Os chineses só não se tornam protagonistas das compras latinas porque o México, que exportou 370 bilhões no ano passado, tem como principal destino de seus produtos os Estados Unidos. Mas, a China também quer avançar em direção aos mexicanos, como mostrou a visita do líder Xi Jinping, em junho, quando firmou O Pacto de Tequila, que previa exatamente o maior equilíbrio nas relações entre os dois países, abrindo espaços para produtos mexicanos em território chinês, uma vez que a balança é deficitária em 50 bilhões de dólares para os mexicanos.
Em contrapartida, os chineses sinalizaram que vão aumentar seus investimentos produtivos no México. Novamente, as áreas eleitas não surpreendem: minério, energia e infraestrutura. Com a abertura do capital da Pemex, não será surpresa se gigantes petroleiras como Sinopec, CNOOC e CNPC se instalarem por lá, assim como fizeram no Brasil. A China já se tornou a maior importadora de petroleo do mundo. Com uma produção interna de quatro milhões de barris por dia, o país importa 6,4 milhões de barris diários para movimentar sua economia.
“A China não é importante somente para a América Latina. Ela é importante para o comércio do mundo todo”, afirma Hugueney. “Existe complementaridade entre eles e o continente latino porque eles têm demanda por recursos naturais que nós temos de sobra”, diz Hugueney. Sérgio Amaral, da Faap, observa que o casamento entre a China e os latinos era quase inevitável. “A China tem um déficit de terras aráveis e de água, enquanto a América Latina têm excedente”, diz Amaral. “Se quiséssemos dobrar nossa produção de alimentos, temos 120% espaço para isso”, completa.

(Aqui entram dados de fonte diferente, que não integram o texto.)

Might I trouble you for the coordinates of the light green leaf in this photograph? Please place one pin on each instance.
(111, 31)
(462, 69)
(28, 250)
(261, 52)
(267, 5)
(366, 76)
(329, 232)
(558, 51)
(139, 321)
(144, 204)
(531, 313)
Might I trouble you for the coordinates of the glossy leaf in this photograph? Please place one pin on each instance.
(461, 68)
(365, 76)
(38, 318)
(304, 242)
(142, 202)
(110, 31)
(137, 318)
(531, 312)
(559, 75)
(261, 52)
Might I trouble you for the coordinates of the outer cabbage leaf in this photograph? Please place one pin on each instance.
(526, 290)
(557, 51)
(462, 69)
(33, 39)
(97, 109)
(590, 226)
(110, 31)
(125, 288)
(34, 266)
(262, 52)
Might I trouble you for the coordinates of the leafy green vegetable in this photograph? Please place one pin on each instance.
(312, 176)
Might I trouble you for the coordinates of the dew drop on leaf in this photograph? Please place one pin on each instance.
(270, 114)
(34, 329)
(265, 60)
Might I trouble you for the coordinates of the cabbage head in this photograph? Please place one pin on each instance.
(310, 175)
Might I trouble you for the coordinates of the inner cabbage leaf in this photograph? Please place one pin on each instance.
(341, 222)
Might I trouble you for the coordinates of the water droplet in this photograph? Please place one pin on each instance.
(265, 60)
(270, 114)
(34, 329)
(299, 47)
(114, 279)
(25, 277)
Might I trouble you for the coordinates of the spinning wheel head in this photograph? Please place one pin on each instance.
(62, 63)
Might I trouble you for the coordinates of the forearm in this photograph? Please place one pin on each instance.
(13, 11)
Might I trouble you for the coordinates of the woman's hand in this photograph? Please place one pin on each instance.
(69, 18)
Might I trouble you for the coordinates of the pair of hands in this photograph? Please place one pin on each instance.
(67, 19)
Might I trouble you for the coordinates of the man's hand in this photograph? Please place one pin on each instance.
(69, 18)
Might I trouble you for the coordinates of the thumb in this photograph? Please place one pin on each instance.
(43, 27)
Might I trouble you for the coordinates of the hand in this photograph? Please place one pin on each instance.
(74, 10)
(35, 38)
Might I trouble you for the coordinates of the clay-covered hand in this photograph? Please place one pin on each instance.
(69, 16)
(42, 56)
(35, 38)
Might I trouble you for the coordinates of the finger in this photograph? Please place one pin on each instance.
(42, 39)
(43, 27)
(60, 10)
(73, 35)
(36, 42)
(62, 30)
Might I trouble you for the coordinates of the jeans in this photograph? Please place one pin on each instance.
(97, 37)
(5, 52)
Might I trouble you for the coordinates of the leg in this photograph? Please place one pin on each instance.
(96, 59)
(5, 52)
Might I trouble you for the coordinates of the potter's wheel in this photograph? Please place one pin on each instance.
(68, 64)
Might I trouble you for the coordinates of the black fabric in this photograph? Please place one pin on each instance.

“A China tem um déficit de terras aráveis e de água, enquanto a América Latina têm excedente” Sérgio Amaral, professor da Faap
A China, por outro lado, tem um excedente de capital produtivo para investir, algo que em países com taxas de poupança menores, como o Brasil, é muito bem-vindo. Entre 2004 e 2012, o país contabilizava mais de 120 projetos com capital chinês, que somavam anúncios de 25 bilhões de dólares. Nem sempre esses recursos constam das estatísticas do Investimento Direto Estrangeiro do Banco Central, pois há várias operações trianguladas, que entram por outros países destinados aos empreendimentos chineses.
Essa participação cresceu ainda mais neste ano, com a entrada da Petrochina e da CNOOC na sociedade do campo de Libra, no Rio de Janeiro, que se tornaram sócias da Petrobras num consórcio que contou ainda com a Shell e a francesa Total para a exploração da área que detém até 12 bilhões de barris de petróleo na camada do pré-sal.